Ad criticizing Muslim chaplain at WFU draws fire

An alumnus from Wake Forest University who took out an advertisement in Monday’s Winston-Salem Journal criticizing Imam Khalid Griggs, a university chaplain, said he did so as a way of pushing his alma mater into playing host to a debate on Shariah law.

In the ad, which ran the day of Wake Forest’s graduation, Donald Woodsmall claims that Griggs is a “Shariah supremacist who believes that everyone should live under Islamic Shariah law, with Islamic law replacing all man-made laws, including the U.S. Constitution.”

Griggs did not return emails and a phone call. Brett Eaton, a spokesman for Wake Forest, said the university would not comment on the ad.

For the past several months, Woodsmall has tried to get President Nathan Hatch to consent to a symposium on Shariah law, the moral code and religious law of Islam. Woodsmall believes Muslims who adhere to Shariah are a threat to national security.

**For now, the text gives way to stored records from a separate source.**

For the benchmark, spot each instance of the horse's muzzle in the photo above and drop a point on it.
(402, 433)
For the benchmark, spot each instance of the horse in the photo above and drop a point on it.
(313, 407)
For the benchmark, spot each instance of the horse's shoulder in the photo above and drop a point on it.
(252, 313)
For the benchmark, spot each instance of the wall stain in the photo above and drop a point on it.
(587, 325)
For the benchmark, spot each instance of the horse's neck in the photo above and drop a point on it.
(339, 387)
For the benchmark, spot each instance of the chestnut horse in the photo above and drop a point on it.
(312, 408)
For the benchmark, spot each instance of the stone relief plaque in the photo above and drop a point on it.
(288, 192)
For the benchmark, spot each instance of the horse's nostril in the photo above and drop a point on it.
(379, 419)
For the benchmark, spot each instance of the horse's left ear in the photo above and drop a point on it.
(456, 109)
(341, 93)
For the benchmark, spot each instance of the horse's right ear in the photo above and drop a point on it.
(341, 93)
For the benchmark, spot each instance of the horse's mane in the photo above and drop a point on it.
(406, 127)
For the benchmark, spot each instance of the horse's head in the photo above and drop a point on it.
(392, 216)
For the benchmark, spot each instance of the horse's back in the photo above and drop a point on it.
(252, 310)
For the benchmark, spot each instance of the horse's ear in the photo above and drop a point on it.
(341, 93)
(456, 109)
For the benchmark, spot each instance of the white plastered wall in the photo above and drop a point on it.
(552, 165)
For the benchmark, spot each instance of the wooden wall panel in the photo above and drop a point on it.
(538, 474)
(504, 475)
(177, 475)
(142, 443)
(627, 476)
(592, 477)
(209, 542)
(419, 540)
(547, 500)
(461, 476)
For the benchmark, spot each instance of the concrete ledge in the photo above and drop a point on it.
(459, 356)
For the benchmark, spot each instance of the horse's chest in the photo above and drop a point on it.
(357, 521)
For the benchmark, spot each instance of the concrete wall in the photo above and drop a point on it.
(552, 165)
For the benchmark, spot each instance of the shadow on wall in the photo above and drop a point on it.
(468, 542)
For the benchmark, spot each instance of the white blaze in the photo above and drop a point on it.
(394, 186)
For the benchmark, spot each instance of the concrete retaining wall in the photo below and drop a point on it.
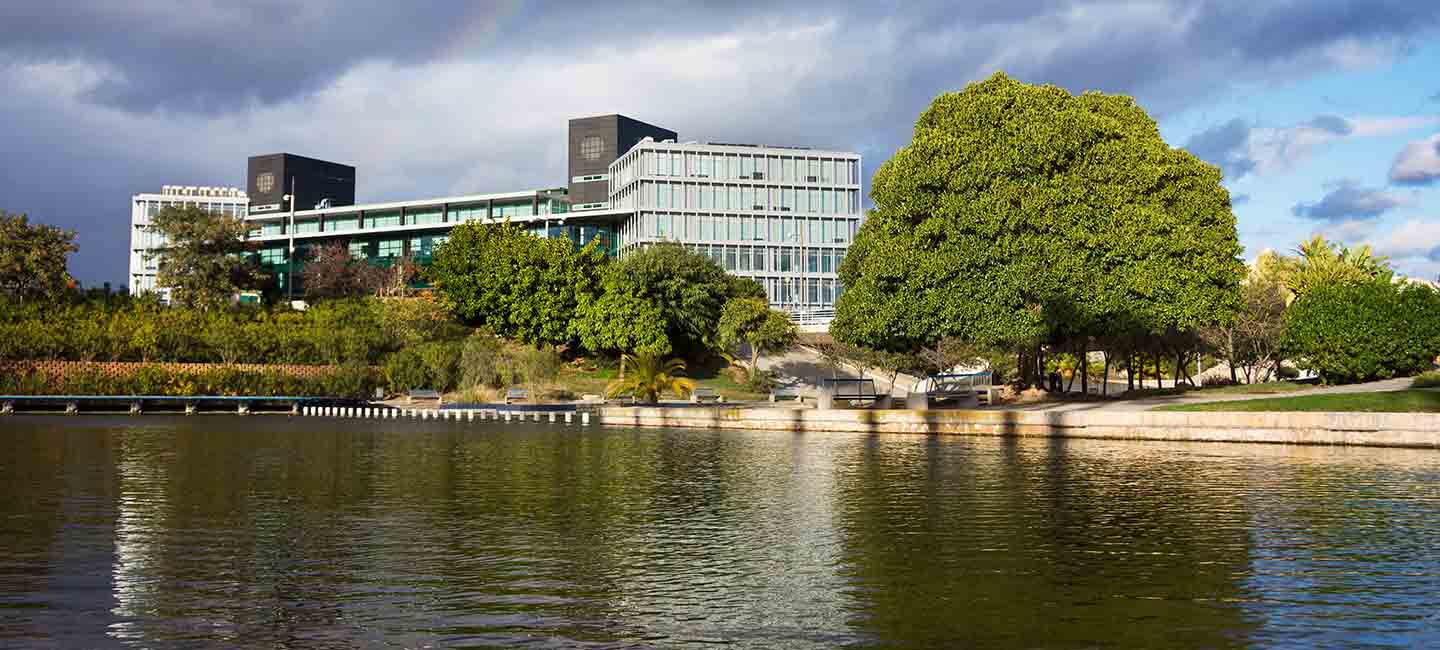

His correspondences with Hatch have also included accusations that Griggs is following the ideology of the terrorists who bombed the World Trade Center.

Jeffrey Green, the Journal’s president and publisher, said: “We treated this ad the same way we do political advertising. The ad was the opinion of the individual that bought the space. He paid for it and signed his name to it.”